In relation to the “should have known test”, the Court of Appeal (Arden LJ) in Davis & Dann Ltd & Anor v HMRC [2016] EWCA Civ 142 (“Davis & Dann”) found that the FTT must guard against over compartmentalisation of the factors, rather than the consideration of the totality of the evidence and, at [65]

“In my judgment … in assessing whether the respondents’ knowledge met the no other reasonable explanation standard, the FTT still had to go on to consider all the circumstances. The question is whether or not a reasonable person mindful of those circumstances ought to have concluded that the Transactions were connected with fraud. What matters is the perspective of the person alleged to have such knowledge.(emphasis added)”

130.

In Promeridian Services v HMRC [2025] UKFTT 296 (“Promeradian”) at [24] and [25]:

“In considering circumstantial evidence, the Tribunal should take care not to restrict itself to considering each piece of evidence alone and in isolation from the others. This is because circumstantial evidence is not a chain, where a break in one link breaks the chain, but is a cord: one strand of the cord might be insufficient to sustain the weight, but three strands together might be sufficient: see R v Exall (1866) 4 F&F 922, per Pollock CB, cited with approval by the Upper Tribunal CCA Distribution at [91]. Accordingly, the whole can end up stronger than the individual parts: see the decision of Judge Christopher McNall in Wholesale Distribution Ltd v HMRC [2024] UKFTT 00514 (TC) at [49].

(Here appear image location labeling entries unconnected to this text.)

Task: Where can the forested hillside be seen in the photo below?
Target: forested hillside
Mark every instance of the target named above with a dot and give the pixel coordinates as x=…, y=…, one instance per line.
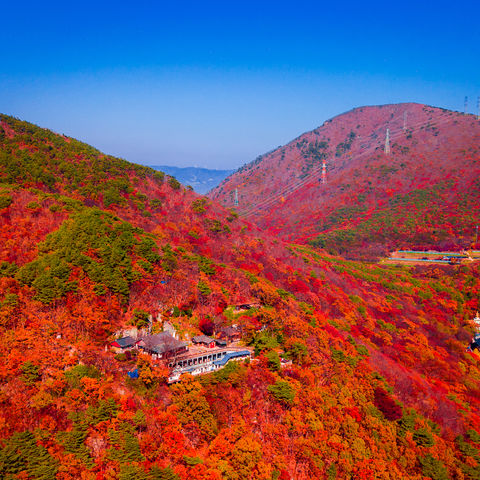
x=424, y=193
x=360, y=370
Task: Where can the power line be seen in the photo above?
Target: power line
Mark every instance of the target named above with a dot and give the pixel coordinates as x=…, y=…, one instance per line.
x=443, y=118
x=293, y=187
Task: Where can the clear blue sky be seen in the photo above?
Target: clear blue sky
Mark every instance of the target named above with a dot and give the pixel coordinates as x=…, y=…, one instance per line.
x=217, y=83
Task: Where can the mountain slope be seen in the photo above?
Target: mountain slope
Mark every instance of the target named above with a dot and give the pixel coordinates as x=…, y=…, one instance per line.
x=379, y=386
x=201, y=179
x=423, y=194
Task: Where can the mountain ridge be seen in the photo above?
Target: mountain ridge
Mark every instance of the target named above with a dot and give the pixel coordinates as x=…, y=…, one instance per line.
x=375, y=380
x=285, y=185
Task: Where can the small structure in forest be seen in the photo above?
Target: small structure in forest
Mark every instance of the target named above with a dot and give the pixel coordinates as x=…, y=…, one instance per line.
x=123, y=344
x=162, y=345
x=204, y=340
x=230, y=334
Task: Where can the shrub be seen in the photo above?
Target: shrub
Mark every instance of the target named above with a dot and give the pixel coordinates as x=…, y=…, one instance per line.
x=433, y=468
x=283, y=392
x=204, y=288
x=31, y=372
x=387, y=405
x=5, y=201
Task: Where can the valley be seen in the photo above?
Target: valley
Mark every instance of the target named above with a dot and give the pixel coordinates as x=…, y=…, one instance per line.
x=346, y=367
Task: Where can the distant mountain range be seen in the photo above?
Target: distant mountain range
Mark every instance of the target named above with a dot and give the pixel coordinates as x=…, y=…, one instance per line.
x=424, y=192
x=201, y=179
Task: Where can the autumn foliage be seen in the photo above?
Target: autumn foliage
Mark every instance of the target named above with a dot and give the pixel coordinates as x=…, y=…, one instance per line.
x=360, y=370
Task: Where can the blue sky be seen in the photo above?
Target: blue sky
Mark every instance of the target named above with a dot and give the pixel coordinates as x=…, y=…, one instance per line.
x=215, y=84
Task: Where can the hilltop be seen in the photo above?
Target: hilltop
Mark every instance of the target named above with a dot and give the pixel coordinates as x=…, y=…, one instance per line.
x=375, y=381
x=423, y=194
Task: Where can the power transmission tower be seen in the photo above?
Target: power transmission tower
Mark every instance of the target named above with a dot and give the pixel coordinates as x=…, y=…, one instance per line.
x=387, y=142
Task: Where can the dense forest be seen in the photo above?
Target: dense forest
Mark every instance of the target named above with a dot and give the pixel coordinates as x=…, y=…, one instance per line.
x=359, y=372
x=424, y=193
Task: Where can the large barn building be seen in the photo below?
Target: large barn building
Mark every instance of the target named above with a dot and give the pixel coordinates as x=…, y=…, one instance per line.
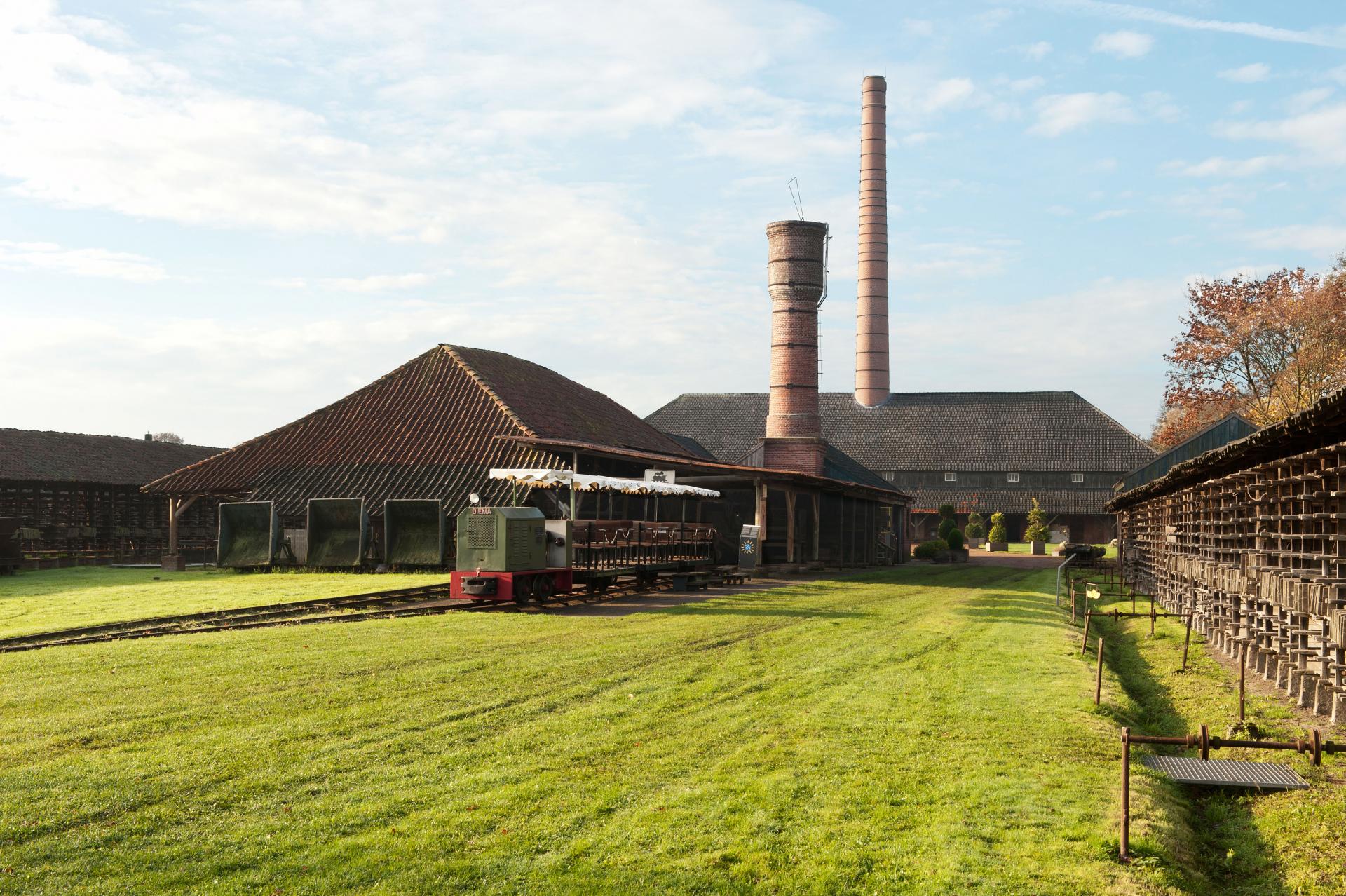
x=435, y=427
x=79, y=498
x=979, y=451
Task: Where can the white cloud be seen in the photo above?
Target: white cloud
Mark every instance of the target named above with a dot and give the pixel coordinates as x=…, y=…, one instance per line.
x=1221, y=167
x=373, y=283
x=944, y=260
x=1321, y=240
x=1319, y=38
x=1024, y=85
x=1252, y=73
x=1065, y=112
x=1319, y=133
x=1035, y=51
x=1124, y=45
x=1306, y=100
x=81, y=263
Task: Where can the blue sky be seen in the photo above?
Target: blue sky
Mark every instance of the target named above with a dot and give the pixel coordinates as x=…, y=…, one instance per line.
x=217, y=217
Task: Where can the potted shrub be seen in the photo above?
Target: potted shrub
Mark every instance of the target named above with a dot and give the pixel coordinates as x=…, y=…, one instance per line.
x=1037, y=531
x=999, y=536
x=936, y=550
x=956, y=548
x=976, y=531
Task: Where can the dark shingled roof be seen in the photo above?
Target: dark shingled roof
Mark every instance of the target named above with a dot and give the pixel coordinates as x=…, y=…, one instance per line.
x=427, y=430
x=991, y=431
x=67, y=456
x=1319, y=426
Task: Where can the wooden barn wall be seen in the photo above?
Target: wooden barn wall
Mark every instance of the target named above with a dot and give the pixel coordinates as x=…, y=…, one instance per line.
x=73, y=524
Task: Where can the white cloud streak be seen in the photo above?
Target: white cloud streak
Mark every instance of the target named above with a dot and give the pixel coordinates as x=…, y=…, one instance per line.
x=1334, y=38
x=81, y=263
x=1124, y=45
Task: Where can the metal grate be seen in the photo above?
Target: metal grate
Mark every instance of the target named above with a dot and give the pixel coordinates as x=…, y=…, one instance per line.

Further, it is necessary to consider individual transactions in their context, including drawing inferences from a pattern of transactions, and to look at the totality of the deals effected by the taxpayer (and their characteristics), and at what the taxpayer did or omitted to do, and what it could have done, together with the surrounding circumstances in respect of all of them: see Red 12 at [109] to [111]. In effect, as a facet of the guidance given in Red 12, it is necessary to guard against over-compartmentalisation of relevant factors, and to stand back and consider the totality of the evidence: Davis & Dann and CCA Distribution.”